Our research is primarily focused on how the brain makes decisions of preference. These decisions can range from simple binary food choice (e.g. do I want to eat an apple or an orange?) to very complex, multi-attribute choices (e.g. what apartment should I rent?). They can involve basic drives like food and shelter, or more evolved considerations like self-control and social concerns. We use every tool at our disposal to understand how people balance these different factors.

Attention and its effects on preferences

When people make decisions, they don’t look at each option once, close their eyes, and instantly pick their favorite. Instead, they look back and forth, often taking multiple seconds to make even the simplest decision. We have discovered that these shifts of attention actually have an important influence on the decision and that items that attract the eyes are more likely to be chosen. We are actively investigating the ways in which this effect can help us to understand behavioral phenomena and psychological biases. We are of course also interested in what attracts attention in the first place.

Dynamic modeling of decision making

Drift-diffusion (DDM) and other related evidence-accumulation models have been used for decades to capture how people (and animals) make perceptual decisions (e.g. which of these two apples is bigger?). In our lab, we are interested in using these models to capture how people make preferential decisions. We have developed a version of the DDM, that we call the attentional DDM (aDDM) that captures the effect of attention on choices (described above) and is also able to predict behavior in different environments. For example, using the aDDM fit to food choice, we have been able to predict behavior in several social-decision experiments where subjects chose how to divide money between themselves and others. We are working to show that this model captures a universal mechanism that our brains use to make decisions. The model is also useful because it provides a way to use response times to infer the strength of peoples’ preferences. We also use the model to study how people allocate their time, specifically addressing how people spend too much time on decisions that matter the least.

Valuation and choice in the brain

From our behavioral modeling work (described above) we have a candidate model for how preferential decisions are being made, but at the neural level we still know very little about the actual mechanisms behind this valuation and choice process.
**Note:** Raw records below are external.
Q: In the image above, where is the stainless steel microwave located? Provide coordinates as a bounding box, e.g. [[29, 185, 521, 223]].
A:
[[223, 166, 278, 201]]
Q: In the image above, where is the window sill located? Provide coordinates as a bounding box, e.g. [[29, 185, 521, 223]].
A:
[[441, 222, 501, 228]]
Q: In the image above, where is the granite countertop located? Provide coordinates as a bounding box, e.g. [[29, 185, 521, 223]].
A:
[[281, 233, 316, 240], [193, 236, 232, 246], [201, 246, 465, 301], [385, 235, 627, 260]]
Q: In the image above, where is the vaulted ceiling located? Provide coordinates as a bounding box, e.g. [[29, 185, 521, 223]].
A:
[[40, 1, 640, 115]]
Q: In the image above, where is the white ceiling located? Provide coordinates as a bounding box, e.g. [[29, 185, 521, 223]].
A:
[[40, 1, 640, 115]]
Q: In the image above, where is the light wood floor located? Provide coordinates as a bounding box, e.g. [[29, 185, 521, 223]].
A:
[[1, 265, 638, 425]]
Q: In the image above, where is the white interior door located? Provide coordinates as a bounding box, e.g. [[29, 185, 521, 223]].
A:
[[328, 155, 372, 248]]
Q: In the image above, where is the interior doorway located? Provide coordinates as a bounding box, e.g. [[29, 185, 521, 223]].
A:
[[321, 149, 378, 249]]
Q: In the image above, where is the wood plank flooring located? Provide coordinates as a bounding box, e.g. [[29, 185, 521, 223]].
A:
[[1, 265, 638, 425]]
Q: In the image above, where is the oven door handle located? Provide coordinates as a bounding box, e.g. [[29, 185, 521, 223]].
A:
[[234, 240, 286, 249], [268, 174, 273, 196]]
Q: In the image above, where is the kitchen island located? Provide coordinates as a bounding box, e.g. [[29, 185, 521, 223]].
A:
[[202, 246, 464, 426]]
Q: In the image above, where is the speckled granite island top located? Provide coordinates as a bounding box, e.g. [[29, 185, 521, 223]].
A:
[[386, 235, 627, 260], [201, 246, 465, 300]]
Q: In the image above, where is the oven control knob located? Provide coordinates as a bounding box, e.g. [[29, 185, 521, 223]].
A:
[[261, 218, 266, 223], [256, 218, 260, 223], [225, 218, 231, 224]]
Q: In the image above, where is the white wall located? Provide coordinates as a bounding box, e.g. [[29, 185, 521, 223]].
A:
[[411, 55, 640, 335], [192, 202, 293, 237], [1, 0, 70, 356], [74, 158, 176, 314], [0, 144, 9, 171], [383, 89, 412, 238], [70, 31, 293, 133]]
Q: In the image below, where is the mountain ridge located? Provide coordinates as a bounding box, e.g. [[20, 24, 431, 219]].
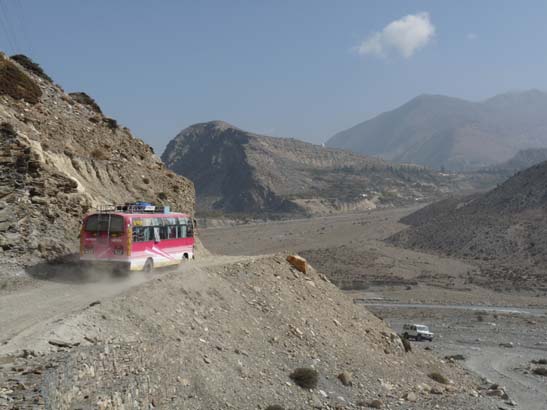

In our lab, we want to better understand which brain regions are responsible for the different computations in the DDM, and how external influences such as attention, cognitive load, etc. influence those computations. This research involves using correlational techniques such as fMRI and EEG to measure brain activity, or causal techniques such as brain stimulation (e.g. TMS & tDCS) to influence brain activity. One application of this work is in using neural signals of value to solve classic incentive problems in economics. In essence, we can compare what people tell us to what their brains tell us and tax them more when the two disagree.